Can you talk at a high level about the problems of keyword search, or is that pa...

graycat · on May 17, 2020

Good questions.

For

> Before you can even do a keyword search, you obviously need an intent to do so. But that means keyword search is pretty useless when you don't know what you don't know.

Right: The way at times in the past I have put something like that is to say that, ballpark, to oversimplify some, keyword search requires the user to know what content they want, know that it exists, and have keywords/phrases that accurately characterize that content. For some searches, e.g., the famous movie line

"I don't have to show you no stinking badges",

https://www.youtube.com/watch?v=VqomZQMZQCQ

that is fine; otherwise it asks too much of the user.

For "encoding", my work does not use keywords or any natural language for anything.

My work does get some new data for each search for each user. But privacy is relatively good because for the results I use only what the user gives for that search; in particular, two users giving the same inputs at essentially the same time will get the same results. Thus, search results are independent of the user's IP address or browser agent string. Moreover, the site makes no use of cookies.
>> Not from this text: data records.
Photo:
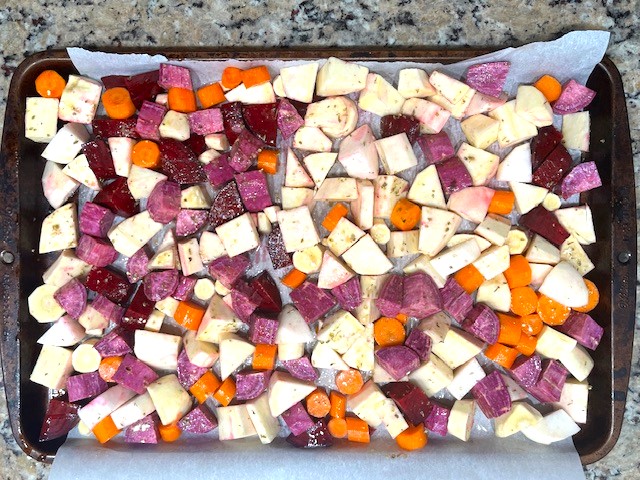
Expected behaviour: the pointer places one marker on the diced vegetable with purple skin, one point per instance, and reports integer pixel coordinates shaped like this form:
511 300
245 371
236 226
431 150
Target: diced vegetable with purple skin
204 122
421 296
218 170
436 147
581 178
262 121
277 251
583 328
398 360
312 302
117 342
143 431
149 119
349 294
189 221
245 151
60 418
492 395
72 296
85 385
411 400
226 205
164 201
488 78
289 120
437 419
263 328
199 420
526 370
389 300
137 266
453 175
483 323
301 368
550 383
134 374
297 419
95 251
160 285
419 342
250 385
254 190
108 283
187 372
574 98
544 223
95 220
229 270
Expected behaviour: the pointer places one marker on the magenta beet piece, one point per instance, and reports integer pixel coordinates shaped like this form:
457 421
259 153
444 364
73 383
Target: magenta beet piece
117 197
483 323
349 294
245 151
250 385
277 251
262 121
544 223
254 190
574 97
488 78
137 266
421 297
134 374
288 118
389 300
312 302
301 368
583 328
436 147
411 400
108 283
59 419
397 360
85 385
204 122
72 296
492 395
228 270
189 221
164 201
393 124
199 420
95 251
266 287
582 178
95 220
233 120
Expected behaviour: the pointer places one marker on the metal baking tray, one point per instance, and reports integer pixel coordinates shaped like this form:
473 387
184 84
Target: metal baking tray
24 207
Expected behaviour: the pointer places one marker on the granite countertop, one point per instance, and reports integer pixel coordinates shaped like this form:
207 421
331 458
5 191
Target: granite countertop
30 26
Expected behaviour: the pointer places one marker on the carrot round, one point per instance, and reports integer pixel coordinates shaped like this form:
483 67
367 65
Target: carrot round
50 84
117 103
388 331
413 438
146 154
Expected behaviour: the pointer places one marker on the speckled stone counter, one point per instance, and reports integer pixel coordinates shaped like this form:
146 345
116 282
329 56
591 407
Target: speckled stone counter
30 26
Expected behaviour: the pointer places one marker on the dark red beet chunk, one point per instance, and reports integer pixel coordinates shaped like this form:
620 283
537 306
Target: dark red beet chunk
226 206
106 282
393 124
262 121
117 197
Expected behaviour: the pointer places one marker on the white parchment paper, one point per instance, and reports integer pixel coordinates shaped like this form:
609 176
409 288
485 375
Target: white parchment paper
204 457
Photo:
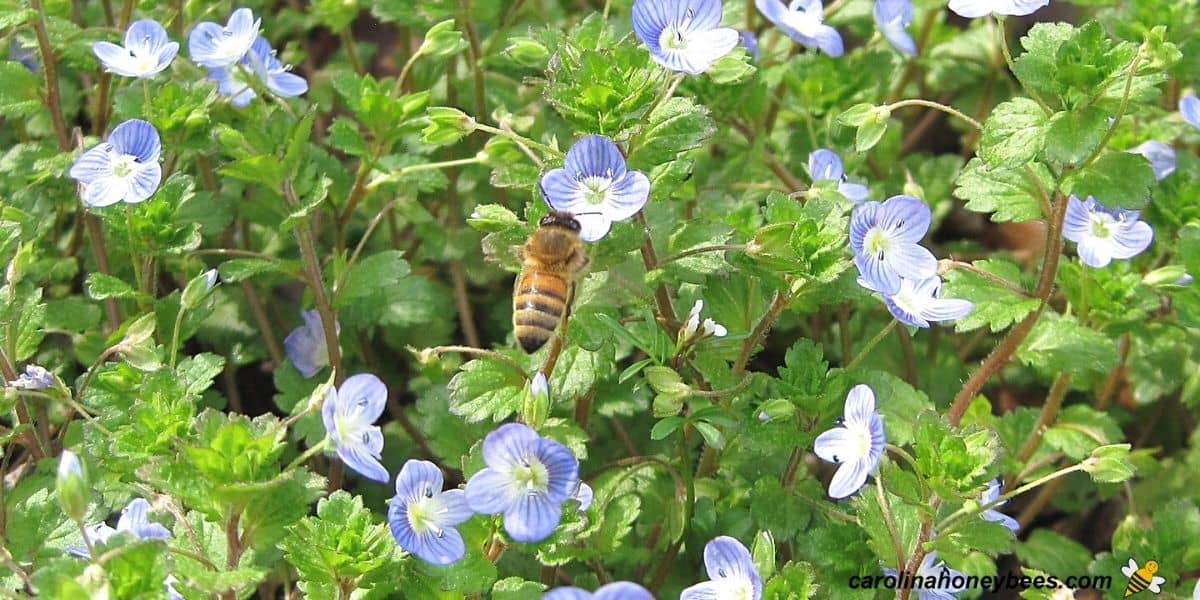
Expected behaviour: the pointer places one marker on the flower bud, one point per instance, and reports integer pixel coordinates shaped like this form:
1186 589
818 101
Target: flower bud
72 486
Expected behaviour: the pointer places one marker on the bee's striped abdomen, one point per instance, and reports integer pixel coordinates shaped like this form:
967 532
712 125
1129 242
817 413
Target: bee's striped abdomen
538 305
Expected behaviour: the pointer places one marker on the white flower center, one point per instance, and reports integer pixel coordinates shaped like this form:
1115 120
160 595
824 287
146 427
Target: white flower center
532 475
597 189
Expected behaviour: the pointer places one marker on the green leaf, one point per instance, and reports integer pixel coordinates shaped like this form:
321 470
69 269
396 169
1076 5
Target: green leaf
486 389
1072 137
1008 193
1116 180
1061 343
1014 133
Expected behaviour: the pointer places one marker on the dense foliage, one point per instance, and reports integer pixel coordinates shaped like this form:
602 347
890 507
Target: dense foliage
869 288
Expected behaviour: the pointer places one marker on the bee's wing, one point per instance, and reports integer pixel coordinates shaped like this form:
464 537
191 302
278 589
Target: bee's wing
1155 586
1129 570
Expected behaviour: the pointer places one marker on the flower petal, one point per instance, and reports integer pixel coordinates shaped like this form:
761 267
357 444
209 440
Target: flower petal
491 491
849 479
532 517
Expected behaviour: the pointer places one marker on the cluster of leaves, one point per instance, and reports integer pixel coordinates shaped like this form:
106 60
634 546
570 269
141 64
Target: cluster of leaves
391 196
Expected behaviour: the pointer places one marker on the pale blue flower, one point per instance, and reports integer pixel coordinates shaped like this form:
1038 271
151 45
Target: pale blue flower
975 9
933 570
918 303
804 22
731 573
683 35
349 414
991 495
305 345
1189 107
135 520
1103 233
857 444
615 591
893 17
123 168
825 165
886 239
595 186
214 46
1161 156
147 51
423 517
527 479
261 63
34 378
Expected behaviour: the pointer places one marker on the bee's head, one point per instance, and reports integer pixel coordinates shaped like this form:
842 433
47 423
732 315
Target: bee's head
559 219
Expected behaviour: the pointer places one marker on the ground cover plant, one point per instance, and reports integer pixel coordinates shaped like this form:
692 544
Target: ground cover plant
612 299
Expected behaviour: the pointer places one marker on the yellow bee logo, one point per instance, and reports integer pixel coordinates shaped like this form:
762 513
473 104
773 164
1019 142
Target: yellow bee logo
1143 579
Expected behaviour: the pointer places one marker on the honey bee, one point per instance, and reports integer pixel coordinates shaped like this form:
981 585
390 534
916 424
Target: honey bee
551 258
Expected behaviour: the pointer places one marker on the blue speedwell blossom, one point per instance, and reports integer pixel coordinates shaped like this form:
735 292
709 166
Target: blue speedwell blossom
857 444
683 35
1103 233
731 573
123 168
423 517
349 414
615 591
919 303
931 570
528 478
886 239
1189 107
261 63
135 520
595 186
34 378
825 165
214 46
973 9
991 495
306 345
804 22
1161 156
147 51
893 18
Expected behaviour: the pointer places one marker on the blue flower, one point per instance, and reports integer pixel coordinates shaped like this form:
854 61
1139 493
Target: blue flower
306 345
123 168
683 35
751 43
615 591
214 47
34 378
731 573
1161 156
595 185
991 495
975 9
147 52
423 517
528 478
1189 107
886 243
893 18
133 520
933 570
1103 233
349 413
857 444
825 165
259 63
918 303
804 22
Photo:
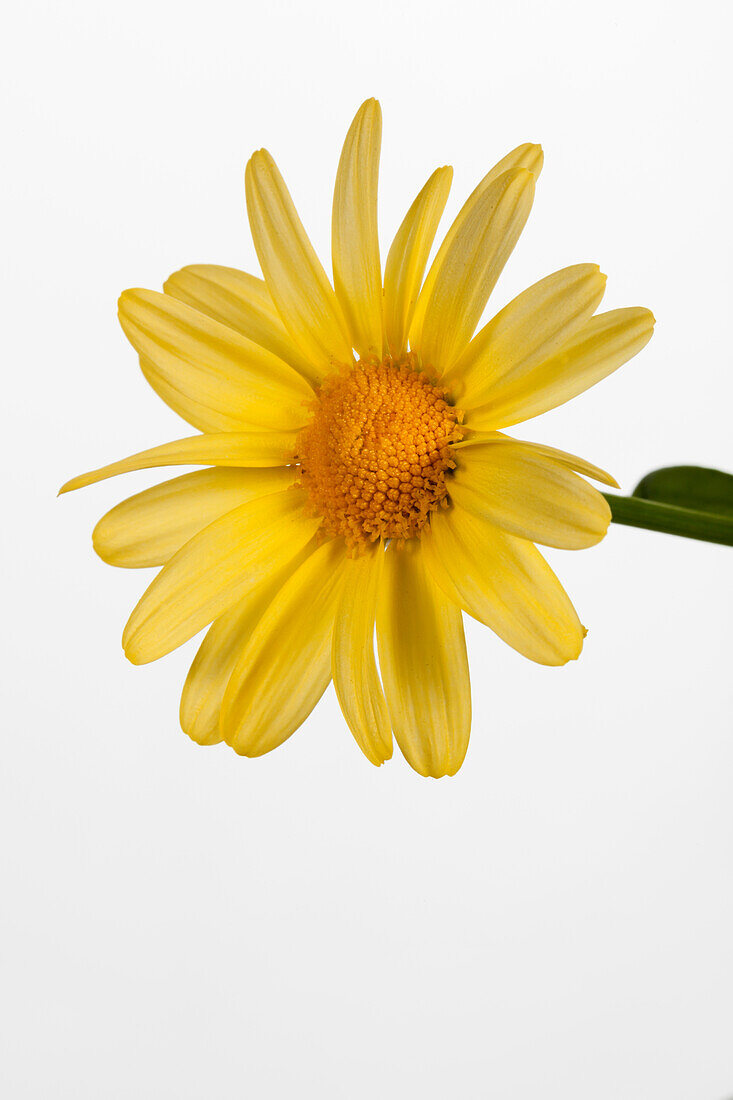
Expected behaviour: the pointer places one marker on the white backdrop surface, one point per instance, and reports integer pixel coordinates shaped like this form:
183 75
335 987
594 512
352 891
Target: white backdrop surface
178 922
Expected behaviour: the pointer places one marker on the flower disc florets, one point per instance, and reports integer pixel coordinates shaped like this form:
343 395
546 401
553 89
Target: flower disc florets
374 457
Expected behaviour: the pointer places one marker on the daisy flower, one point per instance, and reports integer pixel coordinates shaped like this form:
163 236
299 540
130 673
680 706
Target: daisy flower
358 480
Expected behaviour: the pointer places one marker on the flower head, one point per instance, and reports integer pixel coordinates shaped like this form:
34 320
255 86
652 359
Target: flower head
357 479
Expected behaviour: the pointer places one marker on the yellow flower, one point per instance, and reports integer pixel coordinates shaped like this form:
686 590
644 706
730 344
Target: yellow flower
350 494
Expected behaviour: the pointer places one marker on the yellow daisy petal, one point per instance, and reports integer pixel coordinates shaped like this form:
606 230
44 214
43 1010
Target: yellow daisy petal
353 664
295 277
286 664
215 569
406 260
529 494
524 156
356 249
505 583
203 694
471 267
580 465
150 527
424 666
211 363
241 301
601 347
222 449
527 331
194 413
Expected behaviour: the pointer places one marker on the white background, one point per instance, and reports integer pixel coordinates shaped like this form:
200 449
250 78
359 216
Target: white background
177 922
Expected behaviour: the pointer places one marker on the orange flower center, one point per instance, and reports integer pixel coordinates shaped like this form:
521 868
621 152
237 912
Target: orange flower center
374 457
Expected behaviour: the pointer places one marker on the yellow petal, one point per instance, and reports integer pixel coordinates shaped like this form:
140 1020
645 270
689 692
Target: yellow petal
504 582
471 266
524 156
286 664
215 569
531 329
580 465
216 366
200 416
150 527
243 303
528 493
356 249
203 694
353 664
602 345
406 260
295 277
222 449
424 666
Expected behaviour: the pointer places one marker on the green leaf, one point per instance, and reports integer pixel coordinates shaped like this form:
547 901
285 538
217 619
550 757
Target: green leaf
689 501
696 487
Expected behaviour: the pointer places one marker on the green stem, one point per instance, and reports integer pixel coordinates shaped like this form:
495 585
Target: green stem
635 512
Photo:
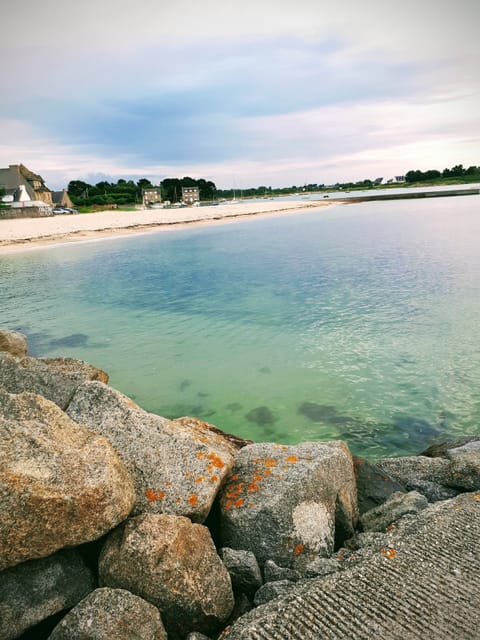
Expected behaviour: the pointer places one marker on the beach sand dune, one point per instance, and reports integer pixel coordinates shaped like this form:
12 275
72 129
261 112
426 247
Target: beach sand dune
22 233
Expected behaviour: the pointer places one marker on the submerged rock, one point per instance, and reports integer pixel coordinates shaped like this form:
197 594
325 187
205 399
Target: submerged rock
13 343
177 466
261 416
284 503
53 378
111 613
173 564
60 484
37 589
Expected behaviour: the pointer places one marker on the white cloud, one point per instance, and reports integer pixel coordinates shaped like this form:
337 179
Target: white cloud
91 54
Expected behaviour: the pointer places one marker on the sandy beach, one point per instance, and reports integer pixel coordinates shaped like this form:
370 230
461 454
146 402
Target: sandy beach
23 233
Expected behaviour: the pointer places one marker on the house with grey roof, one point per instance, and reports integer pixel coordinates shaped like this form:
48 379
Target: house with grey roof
24 185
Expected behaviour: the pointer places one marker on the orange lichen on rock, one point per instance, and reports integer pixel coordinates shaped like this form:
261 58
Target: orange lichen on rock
152 496
270 462
234 491
215 461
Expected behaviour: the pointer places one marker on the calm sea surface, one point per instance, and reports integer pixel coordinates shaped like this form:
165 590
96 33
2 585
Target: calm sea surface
359 322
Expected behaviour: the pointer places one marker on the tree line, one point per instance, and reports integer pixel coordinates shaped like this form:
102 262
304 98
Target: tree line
128 192
458 171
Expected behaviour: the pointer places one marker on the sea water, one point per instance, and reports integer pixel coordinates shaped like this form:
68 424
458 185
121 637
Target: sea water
359 322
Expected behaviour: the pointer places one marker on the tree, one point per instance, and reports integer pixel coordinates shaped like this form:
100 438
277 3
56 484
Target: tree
78 189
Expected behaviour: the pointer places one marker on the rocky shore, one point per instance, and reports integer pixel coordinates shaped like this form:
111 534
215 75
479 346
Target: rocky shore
118 523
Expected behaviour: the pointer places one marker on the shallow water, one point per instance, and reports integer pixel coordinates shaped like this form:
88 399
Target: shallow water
359 322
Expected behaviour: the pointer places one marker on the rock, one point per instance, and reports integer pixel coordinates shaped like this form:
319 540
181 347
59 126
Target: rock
398 505
322 567
60 484
374 484
196 423
288 503
173 564
13 343
271 590
242 606
111 613
243 569
428 476
411 468
273 573
37 589
440 450
465 466
423 584
53 378
177 468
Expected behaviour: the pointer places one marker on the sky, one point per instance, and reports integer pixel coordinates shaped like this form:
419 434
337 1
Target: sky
241 92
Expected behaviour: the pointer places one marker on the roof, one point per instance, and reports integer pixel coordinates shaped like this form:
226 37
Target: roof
12 178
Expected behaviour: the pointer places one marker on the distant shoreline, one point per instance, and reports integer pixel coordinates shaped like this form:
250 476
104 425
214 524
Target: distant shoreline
23 234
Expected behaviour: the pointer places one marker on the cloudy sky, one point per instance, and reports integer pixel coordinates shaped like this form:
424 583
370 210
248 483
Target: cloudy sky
241 92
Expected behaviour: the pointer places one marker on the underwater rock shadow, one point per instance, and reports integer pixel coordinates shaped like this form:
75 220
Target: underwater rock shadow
73 340
262 416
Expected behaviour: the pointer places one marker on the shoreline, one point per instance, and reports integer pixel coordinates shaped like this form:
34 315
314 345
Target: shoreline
23 234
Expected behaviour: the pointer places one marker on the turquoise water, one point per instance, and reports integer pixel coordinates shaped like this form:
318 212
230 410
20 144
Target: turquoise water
359 322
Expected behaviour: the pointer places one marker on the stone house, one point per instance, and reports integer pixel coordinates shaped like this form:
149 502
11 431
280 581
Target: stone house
151 196
24 185
190 195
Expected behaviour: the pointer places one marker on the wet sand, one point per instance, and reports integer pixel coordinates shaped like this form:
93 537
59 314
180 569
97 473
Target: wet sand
24 233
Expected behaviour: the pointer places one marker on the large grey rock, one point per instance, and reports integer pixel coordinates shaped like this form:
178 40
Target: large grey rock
285 503
177 468
243 569
428 476
53 378
273 573
374 484
13 342
422 584
465 466
173 564
439 450
35 590
60 484
271 590
398 505
107 614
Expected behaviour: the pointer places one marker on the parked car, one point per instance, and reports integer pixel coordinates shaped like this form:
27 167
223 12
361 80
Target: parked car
64 211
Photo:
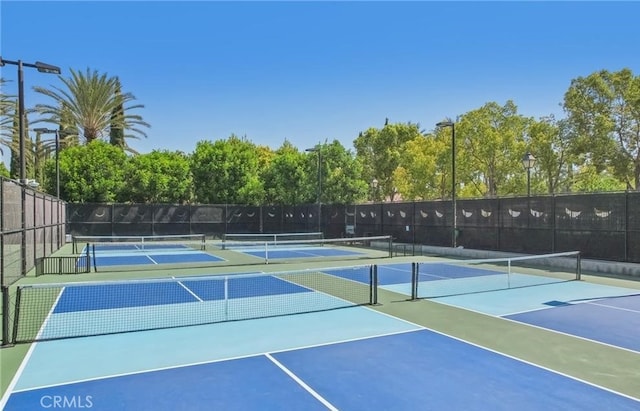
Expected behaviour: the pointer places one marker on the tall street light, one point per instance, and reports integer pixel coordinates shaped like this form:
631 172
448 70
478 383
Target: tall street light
453 177
43 68
316 150
528 161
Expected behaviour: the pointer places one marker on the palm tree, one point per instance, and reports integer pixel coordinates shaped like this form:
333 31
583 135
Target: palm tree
88 104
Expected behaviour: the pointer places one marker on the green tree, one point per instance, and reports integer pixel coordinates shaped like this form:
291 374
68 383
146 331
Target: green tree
88 104
91 173
227 171
492 141
341 175
380 152
157 177
285 177
425 167
116 128
604 110
550 143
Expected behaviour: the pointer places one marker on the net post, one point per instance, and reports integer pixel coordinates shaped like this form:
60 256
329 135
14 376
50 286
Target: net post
95 264
373 284
578 267
87 266
5 316
16 315
414 281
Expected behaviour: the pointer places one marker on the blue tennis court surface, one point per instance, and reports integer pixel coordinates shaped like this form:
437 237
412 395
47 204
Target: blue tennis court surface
350 359
303 252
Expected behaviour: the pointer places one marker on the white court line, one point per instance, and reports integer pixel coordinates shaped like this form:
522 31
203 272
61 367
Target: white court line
189 290
25 360
204 362
614 307
302 383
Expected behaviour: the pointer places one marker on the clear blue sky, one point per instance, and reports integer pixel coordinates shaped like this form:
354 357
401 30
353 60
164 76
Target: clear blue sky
316 71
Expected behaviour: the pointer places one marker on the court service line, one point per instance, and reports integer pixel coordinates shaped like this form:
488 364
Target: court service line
614 307
188 290
301 383
27 357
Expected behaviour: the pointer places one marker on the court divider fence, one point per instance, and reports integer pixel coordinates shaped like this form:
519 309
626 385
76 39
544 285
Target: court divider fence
602 226
32 226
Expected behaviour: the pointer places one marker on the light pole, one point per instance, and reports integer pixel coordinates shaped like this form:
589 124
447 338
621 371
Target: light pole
528 161
316 150
57 133
374 189
453 177
43 68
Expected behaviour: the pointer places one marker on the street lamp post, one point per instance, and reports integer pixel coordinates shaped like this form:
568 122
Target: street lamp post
528 161
43 68
453 176
316 150
374 189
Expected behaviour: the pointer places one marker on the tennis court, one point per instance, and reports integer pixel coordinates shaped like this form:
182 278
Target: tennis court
385 335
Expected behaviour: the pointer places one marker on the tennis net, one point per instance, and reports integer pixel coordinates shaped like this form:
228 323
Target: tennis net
455 277
139 242
68 310
296 250
275 237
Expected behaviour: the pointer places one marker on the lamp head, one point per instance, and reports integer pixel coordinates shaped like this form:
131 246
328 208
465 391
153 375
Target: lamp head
47 68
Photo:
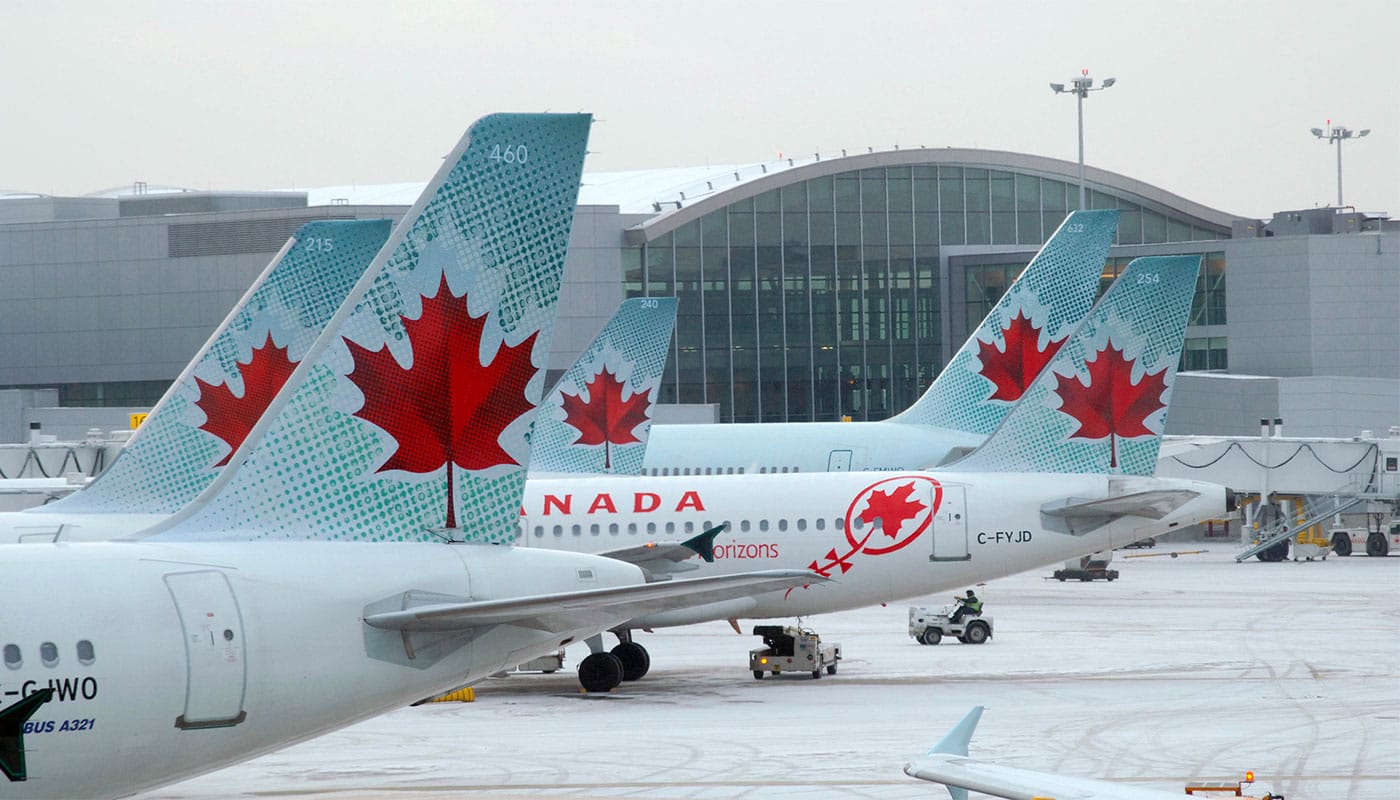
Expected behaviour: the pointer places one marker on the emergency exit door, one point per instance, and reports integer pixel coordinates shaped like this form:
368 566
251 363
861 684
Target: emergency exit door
951 526
216 656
The role of the advanced pure math is to say that the data I get and the processing I do with that data and what is in the database should yield good results for the 2/3rds. The role of my original applied math is to make the computations many times faster -- they would be too slow otherwise.

When keywords work well, and they work well enough to be revolutionary for the world, my work is, except for some small fraction of cases, not better. So, there is ballpark the 1/3rd where keywords work well. Then there is the ballpark, guesstimate, 2/3rds I'm going for.

My work is not as easy for the users as picking a great, very accurate, result from the top dozen presented by a keyword search engine, e.g., the movie line example, but is much easier to use than flipping through 50 pages of search results and is intended usually to give good results unreasonable to get from a keyword search, without "characterizing" keywords, that yields, say, millions of search results and would require a user to flip through dozens of pages of search results.

Ads are off on the right side and not embedded in the search results. The SEO (search engine optimization) people will have a tough time influencing the search results!

We will see how well users like it. If people like it, then it will be good to make progress on the huge, usually neglected, content of the 2/3rds.